親こそ身につけたい「アンガーマネージメント」

「母親が赤ちゃんに『これは"犬"だね』と言葉を教えるように、今の気持ちがどんな言葉なのか、ひとつひとつ教えてあげてほしい」

ゲームに負けて、「悔しい」んだね。

友だちとケンカして「さびしい」んだね。

感情語を覚え、適切に使えるように練習する。言葉で感情を表せるようになれば、もっと人とつながれる。今は、SNSでの文章力も要求される。LINEのスタンプも、感情表現の支援ツールととらえれば面白い。そこから、先に進んで対面コミュニケーション能力に近づける手立てを、教育現場は考えていく必要がある。

研修の後、養護教諭の先生から表情と感情を連動させるツールや掲示物を教えてもらった。今、全校児童が書いた学校文集「敷津の子」を編集している。今年度は、国語辞典を一人一冊、教室に備えることもできた。言葉を増やし、書く、そして話す力を育てる。

吐き出せない感情で心や体を病んだり、暴力や暴言に頼ったりすることなく、周りとつながれる社会人になってほしい。

そのためには、大人が率先して実践することも必要だ。

教師やサービス業、介護職や看護職などの対人仕事は「感情労働」と呼ばれる。自分の感情をコントロールすることを、要求される。それでも、子どもや客の心ない言葉に、傷つかない人はいない。笑顔の裏で、風船には少しずつストレスがたまっていく。

心の風船をストレスでいっぱいにして、帰らない。子どものちょっとしたミスを「ハチの一刺し」にしないように。自分の考え方のくせ、怒るパターンを知る。傾向がわかれば、対策ができる。
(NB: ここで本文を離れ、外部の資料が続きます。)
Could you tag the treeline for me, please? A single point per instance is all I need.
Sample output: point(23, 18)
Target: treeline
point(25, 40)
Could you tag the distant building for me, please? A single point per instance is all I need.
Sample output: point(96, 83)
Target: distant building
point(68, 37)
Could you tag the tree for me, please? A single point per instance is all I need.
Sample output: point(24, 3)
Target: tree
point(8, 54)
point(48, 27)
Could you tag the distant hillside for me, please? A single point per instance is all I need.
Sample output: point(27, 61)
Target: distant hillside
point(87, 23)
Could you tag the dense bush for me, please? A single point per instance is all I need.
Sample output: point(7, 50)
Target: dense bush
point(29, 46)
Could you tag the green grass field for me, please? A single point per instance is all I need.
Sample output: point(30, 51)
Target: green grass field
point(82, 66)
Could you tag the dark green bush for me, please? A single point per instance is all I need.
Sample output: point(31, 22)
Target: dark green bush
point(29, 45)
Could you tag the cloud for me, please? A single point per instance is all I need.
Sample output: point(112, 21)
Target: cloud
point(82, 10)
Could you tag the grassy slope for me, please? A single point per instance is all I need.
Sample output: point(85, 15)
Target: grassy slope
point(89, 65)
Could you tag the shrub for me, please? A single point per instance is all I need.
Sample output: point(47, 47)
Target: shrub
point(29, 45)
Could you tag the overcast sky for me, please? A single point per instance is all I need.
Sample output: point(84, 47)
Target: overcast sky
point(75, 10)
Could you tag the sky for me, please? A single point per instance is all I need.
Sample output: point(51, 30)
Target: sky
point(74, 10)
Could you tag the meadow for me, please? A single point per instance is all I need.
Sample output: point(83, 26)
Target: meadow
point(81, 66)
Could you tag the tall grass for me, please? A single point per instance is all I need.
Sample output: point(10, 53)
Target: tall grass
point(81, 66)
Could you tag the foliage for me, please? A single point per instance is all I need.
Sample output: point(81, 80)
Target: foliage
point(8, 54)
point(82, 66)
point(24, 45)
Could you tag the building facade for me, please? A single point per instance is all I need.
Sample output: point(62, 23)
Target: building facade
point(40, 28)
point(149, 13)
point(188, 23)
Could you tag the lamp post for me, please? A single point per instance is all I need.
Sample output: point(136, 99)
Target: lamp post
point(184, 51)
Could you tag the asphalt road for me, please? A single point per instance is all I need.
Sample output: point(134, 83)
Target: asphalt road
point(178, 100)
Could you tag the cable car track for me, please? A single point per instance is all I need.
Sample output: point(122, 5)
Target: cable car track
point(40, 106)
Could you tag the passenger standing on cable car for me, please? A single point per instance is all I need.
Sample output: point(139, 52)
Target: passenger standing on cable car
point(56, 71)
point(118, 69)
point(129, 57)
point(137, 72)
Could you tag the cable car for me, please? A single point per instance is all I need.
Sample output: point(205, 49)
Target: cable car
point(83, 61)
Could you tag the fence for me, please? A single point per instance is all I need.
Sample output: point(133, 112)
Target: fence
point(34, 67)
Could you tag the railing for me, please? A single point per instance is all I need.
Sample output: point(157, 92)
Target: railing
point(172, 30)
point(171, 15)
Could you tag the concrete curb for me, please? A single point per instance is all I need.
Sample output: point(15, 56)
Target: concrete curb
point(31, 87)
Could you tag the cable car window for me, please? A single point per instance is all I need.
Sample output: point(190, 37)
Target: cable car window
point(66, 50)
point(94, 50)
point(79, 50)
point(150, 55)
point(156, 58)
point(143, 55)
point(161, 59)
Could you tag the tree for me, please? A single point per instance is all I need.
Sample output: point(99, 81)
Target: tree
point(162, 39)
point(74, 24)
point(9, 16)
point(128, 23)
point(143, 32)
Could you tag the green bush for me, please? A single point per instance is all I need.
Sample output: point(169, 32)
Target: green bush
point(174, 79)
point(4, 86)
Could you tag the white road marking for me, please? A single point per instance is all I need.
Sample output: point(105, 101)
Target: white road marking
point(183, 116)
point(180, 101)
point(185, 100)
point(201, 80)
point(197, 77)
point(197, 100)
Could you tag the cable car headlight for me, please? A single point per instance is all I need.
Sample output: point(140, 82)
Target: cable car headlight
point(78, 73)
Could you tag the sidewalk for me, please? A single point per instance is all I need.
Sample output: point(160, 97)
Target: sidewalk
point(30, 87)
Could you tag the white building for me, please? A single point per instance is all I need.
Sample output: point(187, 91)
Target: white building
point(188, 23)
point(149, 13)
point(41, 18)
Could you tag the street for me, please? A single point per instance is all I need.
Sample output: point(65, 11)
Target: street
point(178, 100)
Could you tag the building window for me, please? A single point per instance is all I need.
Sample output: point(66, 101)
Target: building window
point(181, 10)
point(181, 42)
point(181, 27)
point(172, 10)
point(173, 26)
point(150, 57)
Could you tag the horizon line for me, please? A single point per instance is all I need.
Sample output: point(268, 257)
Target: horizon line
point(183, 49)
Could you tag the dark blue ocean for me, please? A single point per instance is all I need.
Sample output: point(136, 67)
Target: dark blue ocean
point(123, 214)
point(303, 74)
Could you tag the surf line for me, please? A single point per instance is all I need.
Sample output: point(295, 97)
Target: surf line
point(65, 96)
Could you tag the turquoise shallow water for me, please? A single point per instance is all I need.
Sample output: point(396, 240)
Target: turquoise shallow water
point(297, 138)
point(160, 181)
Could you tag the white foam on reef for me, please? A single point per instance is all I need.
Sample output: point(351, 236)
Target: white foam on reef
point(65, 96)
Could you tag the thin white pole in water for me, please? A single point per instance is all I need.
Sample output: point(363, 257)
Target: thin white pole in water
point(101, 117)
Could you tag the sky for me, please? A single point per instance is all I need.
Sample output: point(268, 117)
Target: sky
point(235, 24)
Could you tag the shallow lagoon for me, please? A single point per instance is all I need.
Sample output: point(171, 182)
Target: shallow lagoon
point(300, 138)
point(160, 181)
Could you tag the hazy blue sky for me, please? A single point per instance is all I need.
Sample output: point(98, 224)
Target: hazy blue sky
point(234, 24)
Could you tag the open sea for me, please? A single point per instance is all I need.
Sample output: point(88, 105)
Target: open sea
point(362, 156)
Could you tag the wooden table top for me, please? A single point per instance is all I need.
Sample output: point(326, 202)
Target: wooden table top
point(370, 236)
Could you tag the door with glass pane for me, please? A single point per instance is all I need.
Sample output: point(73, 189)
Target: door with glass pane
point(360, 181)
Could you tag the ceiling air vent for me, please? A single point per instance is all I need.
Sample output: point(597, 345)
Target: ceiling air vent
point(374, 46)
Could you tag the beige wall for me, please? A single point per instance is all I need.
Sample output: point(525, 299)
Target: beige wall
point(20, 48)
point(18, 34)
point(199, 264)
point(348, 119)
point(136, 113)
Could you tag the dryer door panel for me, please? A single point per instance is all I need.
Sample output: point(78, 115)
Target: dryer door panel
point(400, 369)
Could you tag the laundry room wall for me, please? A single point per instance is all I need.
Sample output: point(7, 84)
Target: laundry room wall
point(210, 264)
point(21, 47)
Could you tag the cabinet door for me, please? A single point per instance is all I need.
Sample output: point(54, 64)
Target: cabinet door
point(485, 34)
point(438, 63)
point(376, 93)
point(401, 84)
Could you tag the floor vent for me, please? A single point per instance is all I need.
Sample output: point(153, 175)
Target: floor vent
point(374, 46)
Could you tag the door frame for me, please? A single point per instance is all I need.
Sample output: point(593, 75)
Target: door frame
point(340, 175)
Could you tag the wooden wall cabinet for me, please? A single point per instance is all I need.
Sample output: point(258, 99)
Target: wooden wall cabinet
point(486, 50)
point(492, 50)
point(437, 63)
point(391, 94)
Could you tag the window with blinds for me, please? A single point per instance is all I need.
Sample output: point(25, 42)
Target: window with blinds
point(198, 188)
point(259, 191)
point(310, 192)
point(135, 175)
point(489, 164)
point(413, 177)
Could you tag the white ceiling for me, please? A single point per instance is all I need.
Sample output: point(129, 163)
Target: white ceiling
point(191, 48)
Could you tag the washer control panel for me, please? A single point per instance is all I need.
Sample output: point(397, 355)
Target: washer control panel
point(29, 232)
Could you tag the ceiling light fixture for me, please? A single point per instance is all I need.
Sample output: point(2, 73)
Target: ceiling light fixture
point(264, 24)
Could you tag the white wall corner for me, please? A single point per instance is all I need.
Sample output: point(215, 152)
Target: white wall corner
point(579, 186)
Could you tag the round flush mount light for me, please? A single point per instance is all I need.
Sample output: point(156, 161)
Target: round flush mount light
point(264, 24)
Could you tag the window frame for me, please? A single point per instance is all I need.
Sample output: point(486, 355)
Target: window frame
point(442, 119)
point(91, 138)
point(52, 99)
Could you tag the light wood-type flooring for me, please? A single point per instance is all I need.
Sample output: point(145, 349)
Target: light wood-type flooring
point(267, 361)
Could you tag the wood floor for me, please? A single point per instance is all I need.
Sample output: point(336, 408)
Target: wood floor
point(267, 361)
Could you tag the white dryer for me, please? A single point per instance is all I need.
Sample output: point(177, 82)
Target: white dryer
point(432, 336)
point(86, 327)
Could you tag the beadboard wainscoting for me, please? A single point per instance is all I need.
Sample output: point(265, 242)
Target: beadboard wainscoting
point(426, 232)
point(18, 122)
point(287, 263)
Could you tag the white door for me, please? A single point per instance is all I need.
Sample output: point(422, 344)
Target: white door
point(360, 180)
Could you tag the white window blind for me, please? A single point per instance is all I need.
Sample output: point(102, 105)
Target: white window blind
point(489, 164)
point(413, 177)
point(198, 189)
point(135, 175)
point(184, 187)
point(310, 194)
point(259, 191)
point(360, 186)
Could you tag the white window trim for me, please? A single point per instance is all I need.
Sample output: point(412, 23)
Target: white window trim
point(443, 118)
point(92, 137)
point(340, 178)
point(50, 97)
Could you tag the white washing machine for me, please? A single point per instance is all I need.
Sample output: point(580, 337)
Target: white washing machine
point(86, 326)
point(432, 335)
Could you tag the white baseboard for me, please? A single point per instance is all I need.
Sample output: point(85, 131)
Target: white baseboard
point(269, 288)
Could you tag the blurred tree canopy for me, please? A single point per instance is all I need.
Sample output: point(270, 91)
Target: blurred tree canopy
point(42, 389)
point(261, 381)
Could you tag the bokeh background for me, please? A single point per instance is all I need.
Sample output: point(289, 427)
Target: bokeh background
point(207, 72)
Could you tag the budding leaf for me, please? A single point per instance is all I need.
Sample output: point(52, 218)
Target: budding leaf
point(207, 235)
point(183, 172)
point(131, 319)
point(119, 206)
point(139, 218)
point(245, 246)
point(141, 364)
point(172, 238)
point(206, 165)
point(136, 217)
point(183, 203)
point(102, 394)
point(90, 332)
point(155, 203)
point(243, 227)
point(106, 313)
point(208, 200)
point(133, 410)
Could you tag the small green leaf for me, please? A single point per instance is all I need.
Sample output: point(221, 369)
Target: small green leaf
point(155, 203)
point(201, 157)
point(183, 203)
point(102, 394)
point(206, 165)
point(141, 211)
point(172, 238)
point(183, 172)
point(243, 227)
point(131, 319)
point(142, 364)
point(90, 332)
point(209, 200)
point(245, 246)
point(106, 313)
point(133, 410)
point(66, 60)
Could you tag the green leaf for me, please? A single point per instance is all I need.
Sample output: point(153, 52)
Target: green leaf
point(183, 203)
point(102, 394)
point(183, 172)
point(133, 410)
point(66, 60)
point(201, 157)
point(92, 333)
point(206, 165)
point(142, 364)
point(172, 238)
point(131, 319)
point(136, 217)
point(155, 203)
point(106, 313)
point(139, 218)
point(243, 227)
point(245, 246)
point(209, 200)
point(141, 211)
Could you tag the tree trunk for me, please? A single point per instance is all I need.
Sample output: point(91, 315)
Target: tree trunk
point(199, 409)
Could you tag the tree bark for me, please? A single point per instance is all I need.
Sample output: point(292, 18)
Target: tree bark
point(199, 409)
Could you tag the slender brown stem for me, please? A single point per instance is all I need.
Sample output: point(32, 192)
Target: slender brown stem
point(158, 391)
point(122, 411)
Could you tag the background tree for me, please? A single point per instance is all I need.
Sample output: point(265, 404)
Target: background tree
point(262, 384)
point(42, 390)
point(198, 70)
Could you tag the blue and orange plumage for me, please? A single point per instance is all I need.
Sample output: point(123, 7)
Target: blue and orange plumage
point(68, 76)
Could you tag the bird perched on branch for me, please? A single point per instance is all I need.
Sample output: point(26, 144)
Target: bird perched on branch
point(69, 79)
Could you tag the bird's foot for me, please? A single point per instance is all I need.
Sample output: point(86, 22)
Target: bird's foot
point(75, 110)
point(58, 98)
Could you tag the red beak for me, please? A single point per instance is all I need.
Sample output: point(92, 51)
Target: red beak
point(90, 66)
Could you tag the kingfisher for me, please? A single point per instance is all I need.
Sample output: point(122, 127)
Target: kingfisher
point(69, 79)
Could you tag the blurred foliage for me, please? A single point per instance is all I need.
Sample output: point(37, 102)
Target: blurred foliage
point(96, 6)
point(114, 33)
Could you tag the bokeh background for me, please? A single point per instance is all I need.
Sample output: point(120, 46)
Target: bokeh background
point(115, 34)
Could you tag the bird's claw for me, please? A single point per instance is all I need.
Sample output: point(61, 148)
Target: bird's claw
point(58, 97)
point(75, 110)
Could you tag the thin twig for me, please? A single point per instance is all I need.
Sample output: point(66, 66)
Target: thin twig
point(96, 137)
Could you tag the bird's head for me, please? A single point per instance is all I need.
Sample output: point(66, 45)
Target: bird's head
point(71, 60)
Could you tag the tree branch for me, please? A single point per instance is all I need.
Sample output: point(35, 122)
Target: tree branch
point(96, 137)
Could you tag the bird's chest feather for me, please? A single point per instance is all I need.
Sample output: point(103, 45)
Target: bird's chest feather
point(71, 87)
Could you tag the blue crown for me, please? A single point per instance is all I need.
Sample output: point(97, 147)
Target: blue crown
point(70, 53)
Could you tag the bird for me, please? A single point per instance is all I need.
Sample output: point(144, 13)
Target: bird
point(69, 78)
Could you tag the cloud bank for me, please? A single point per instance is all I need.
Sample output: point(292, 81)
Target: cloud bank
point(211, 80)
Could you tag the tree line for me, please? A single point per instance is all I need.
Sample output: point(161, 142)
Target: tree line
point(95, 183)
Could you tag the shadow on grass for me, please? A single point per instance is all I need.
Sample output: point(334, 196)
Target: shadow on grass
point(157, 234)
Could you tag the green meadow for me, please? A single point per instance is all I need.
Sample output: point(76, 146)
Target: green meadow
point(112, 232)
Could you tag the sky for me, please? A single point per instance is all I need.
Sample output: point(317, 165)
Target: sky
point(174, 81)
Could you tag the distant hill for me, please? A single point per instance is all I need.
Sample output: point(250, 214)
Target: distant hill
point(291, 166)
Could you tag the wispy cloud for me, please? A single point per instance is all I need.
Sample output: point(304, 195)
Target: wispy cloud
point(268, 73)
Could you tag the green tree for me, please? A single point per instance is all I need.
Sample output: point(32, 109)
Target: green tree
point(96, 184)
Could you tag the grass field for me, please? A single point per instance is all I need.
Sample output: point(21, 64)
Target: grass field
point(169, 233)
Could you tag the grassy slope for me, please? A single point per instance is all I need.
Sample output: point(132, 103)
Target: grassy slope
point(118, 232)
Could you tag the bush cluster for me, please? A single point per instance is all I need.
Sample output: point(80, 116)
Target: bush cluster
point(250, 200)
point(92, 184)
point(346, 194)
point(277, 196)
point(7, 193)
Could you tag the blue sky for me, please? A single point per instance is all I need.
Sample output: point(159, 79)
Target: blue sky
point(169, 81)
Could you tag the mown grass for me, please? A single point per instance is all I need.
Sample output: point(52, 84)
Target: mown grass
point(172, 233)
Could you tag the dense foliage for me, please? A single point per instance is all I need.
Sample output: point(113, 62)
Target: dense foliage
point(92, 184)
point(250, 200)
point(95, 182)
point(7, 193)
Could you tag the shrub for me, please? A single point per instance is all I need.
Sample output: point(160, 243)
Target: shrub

心に風船のイメージを持って「あっ、今、風船に空気が入ったな」と感じることだけでも、少し自分を客観視できる。

仕事、家事、育児、人間関係……悩み多き共働き夫婦にも、「アンガーマネージメント」の考え方はおすすめだ。夫の聞き上手に、私は救われている。私も同じ役割を返さなければと、反省する。

学校でイライラしている子どもは、家庭でのストレスを抱えてきている。背中で聞くのではなく、顔を見て5分でも話を聞く。一緒にお風呂に入る。くだらない話をする。家族でゲラゲラ笑う時、お互いの心の風船からシュッと空気が抜けるのを感じる。

娘の「こそばして~(くすぐって)」は、「風船の空気を抜いて~」と同じ意味なのかもしれない。よし、パソコンを閉じて、子ども達の爆笑を取りに行こう!

山口照美(やまぐちてるみ)
同志社大学卒業後、大手進学塾に就職。3年間の校長経験を経て起業、広報代行やセミナー講師、教育関係を中心に執筆を続ける。大阪市の任期付校長公募に合格、2013年4月より大阪市立敷津小学校の校長に着任。著書に『企画のネタ帳』(阪急コミュニケーションズ)『売れる!コピー力養成講座』(筑摩書房)など。ブログ「民間人校長@教育最前線レポート」(http://edurepo.blog.fc2.com/)も執筆中

(構成 日経DUAL編集部)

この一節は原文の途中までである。